Things to avoid when buying a plant

Bugs and other pesky things

When looking for a plant to buy, avoid any plants that have fuzzy-looking white spots on them. These spots can mean you plant has woolly aphids, scales or mealybugs — all of which are harmful to your plant. Even though they usually do not kill the plant, these pests suck the phloem from your plant and make it weaker. (The Phloem is food-conducting tissue located in the stem of a plant.) (1)

If the plant has aphids you will be able to see honeydew on the plant. Honeydew, the excreted waste of aphids, can be identified as a sticky substance on the leaves or stem of the plant. Most adult aphids are easy to get rid of by simply using a strong stream of water to rinse your plants off. Aphids usually give birth to live young females and these young females are already pregnant with the next generation. Aphids do over wintering as an egg and those are harder to detect and get rid of.

Aphids

Aphids

Photographer: Whiney Cranshaw, Colorado State University

 Scales are a lot like aphids but they are much harder to get rid of, because the only time that you can spray them is when they are in what is called the “crawler stage” (2). The crawler stage is the only stage in which scales are mobile. If you have a plant with scales use a horticultural oil. An horticultural oil is a specific type of oil that is used as an insecticide that basically smother the insect. 

Scales

Scales 

 http://www.rhs.org.uk/advice/profiles0801/scale.asp

Mealybugs also produce honeydew, but unlike aphids and scales they are more mobile. It is extremely hard to get rid of them since, not only are they more mobile, but they cover their body in a waxy substance that protects them from sprays.

 

Mealybugs

Mealybugs

www.uky.edu/…/02marshall/marshall02.htm

You will need to avoid any plant that has small holes in the leaves. These are called shotholes and are caused by flea beetles (1). Flea beetles can eventually totally destroy your plant. They can also carry numerous diseases that are harmful to plants.
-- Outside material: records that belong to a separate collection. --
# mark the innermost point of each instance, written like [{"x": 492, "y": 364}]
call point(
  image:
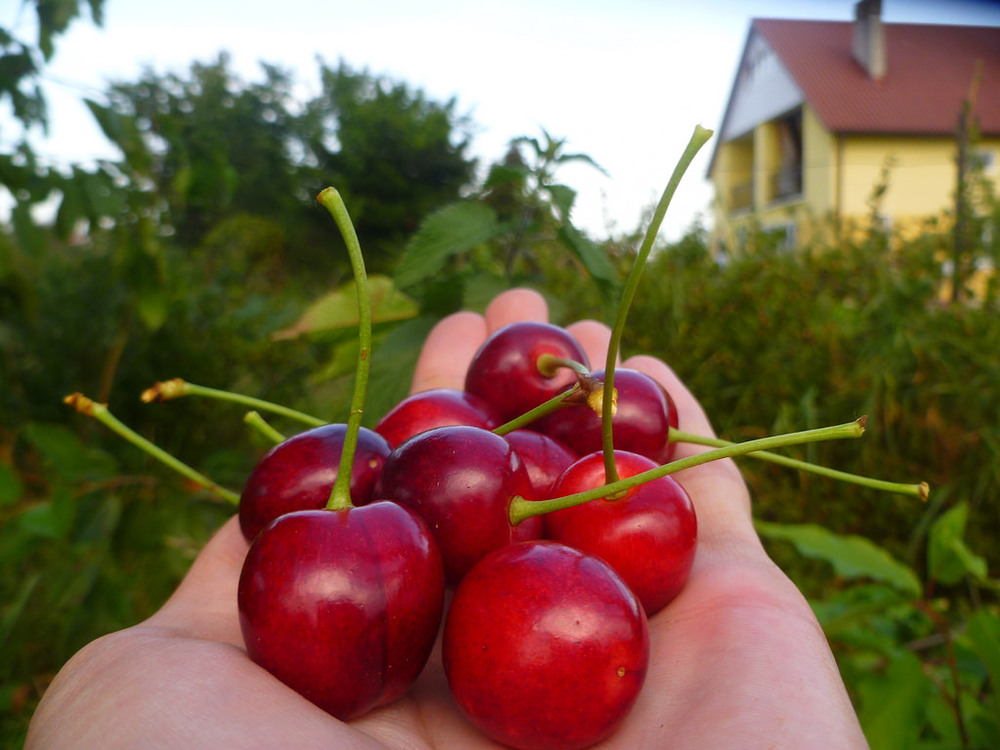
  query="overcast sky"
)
[{"x": 625, "y": 82}]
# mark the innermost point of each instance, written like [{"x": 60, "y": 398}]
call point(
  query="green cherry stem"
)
[
  {"x": 553, "y": 404},
  {"x": 921, "y": 490},
  {"x": 101, "y": 413},
  {"x": 255, "y": 420},
  {"x": 340, "y": 495},
  {"x": 521, "y": 509},
  {"x": 698, "y": 139},
  {"x": 586, "y": 392},
  {"x": 166, "y": 390}
]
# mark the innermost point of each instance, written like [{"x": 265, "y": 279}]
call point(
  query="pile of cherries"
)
[{"x": 345, "y": 605}]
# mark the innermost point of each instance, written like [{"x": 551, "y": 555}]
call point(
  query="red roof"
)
[{"x": 929, "y": 71}]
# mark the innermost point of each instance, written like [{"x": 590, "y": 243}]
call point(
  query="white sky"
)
[{"x": 625, "y": 84}]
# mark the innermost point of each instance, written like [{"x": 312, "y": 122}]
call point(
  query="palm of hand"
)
[{"x": 737, "y": 660}]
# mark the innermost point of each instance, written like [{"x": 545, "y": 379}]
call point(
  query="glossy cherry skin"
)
[
  {"x": 343, "y": 606},
  {"x": 505, "y": 371},
  {"x": 298, "y": 474},
  {"x": 545, "y": 647},
  {"x": 461, "y": 481},
  {"x": 544, "y": 456},
  {"x": 437, "y": 407},
  {"x": 648, "y": 535},
  {"x": 641, "y": 423}
]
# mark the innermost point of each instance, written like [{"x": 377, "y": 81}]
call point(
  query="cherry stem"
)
[
  {"x": 553, "y": 404},
  {"x": 101, "y": 413},
  {"x": 921, "y": 490},
  {"x": 166, "y": 390},
  {"x": 521, "y": 509},
  {"x": 340, "y": 495},
  {"x": 255, "y": 420},
  {"x": 698, "y": 139}
]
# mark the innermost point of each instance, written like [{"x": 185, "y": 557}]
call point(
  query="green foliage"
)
[
  {"x": 922, "y": 670},
  {"x": 516, "y": 229}
]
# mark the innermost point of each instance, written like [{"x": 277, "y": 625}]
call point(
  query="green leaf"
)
[
  {"x": 851, "y": 556},
  {"x": 893, "y": 703},
  {"x": 454, "y": 229},
  {"x": 949, "y": 559},
  {"x": 13, "y": 609},
  {"x": 339, "y": 309},
  {"x": 153, "y": 306},
  {"x": 10, "y": 486},
  {"x": 51, "y": 519},
  {"x": 983, "y": 632},
  {"x": 563, "y": 197},
  {"x": 29, "y": 235},
  {"x": 589, "y": 254}
]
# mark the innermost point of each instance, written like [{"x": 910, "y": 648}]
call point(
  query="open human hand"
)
[{"x": 736, "y": 660}]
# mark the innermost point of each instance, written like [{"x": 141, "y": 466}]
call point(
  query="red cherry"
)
[
  {"x": 648, "y": 535},
  {"x": 437, "y": 407},
  {"x": 545, "y": 647},
  {"x": 298, "y": 474},
  {"x": 505, "y": 371},
  {"x": 641, "y": 423},
  {"x": 343, "y": 606},
  {"x": 460, "y": 480},
  {"x": 545, "y": 457}
]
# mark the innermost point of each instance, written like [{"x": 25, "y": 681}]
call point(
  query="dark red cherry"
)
[
  {"x": 545, "y": 457},
  {"x": 505, "y": 370},
  {"x": 343, "y": 606},
  {"x": 461, "y": 481},
  {"x": 641, "y": 423},
  {"x": 298, "y": 474},
  {"x": 545, "y": 647},
  {"x": 437, "y": 407},
  {"x": 648, "y": 535}
]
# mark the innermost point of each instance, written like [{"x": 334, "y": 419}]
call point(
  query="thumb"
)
[{"x": 204, "y": 605}]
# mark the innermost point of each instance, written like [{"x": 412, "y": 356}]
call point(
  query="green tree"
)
[
  {"x": 393, "y": 153},
  {"x": 516, "y": 227}
]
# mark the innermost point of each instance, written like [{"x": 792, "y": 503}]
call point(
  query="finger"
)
[
  {"x": 447, "y": 352},
  {"x": 594, "y": 337},
  {"x": 204, "y": 605},
  {"x": 717, "y": 489},
  {"x": 515, "y": 305}
]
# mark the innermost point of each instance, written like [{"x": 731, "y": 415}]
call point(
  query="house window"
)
[
  {"x": 786, "y": 180},
  {"x": 783, "y": 236}
]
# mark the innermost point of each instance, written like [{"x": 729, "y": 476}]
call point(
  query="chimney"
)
[{"x": 869, "y": 38}]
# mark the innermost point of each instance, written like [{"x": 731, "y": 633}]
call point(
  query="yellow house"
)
[{"x": 823, "y": 113}]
One really easy thing that will help you to determine what plant to buy is appearance. If the plant looks wilted and the leaves seem to be limp or if the plant has a lot of brown or yellowing leaves, it might be infested by insects, or have a disease or a virus.

Soil

Now that you know what condition your plant is in, where to buy it, and what to look out for when buying your plant, let’s talk about what you will need to do for it right off the bat. Many plants that you buy are root bound, which means that there are more roots than soil in the pot, so you will need to repot it.

This brings up the question of what size of pot should you put it into, and what type of soil should you use?

The size of the pot will depend upon the size of the current pot that your plant is in. As a general rule, you only want to go to a pot that is about an inch and half to two inches bigger than your current pot. The pot that you choose should have a hole in the bottom of it for drainage. You should place about a half inch of rock or tiles in the bottom of the pot to allow for better drainage.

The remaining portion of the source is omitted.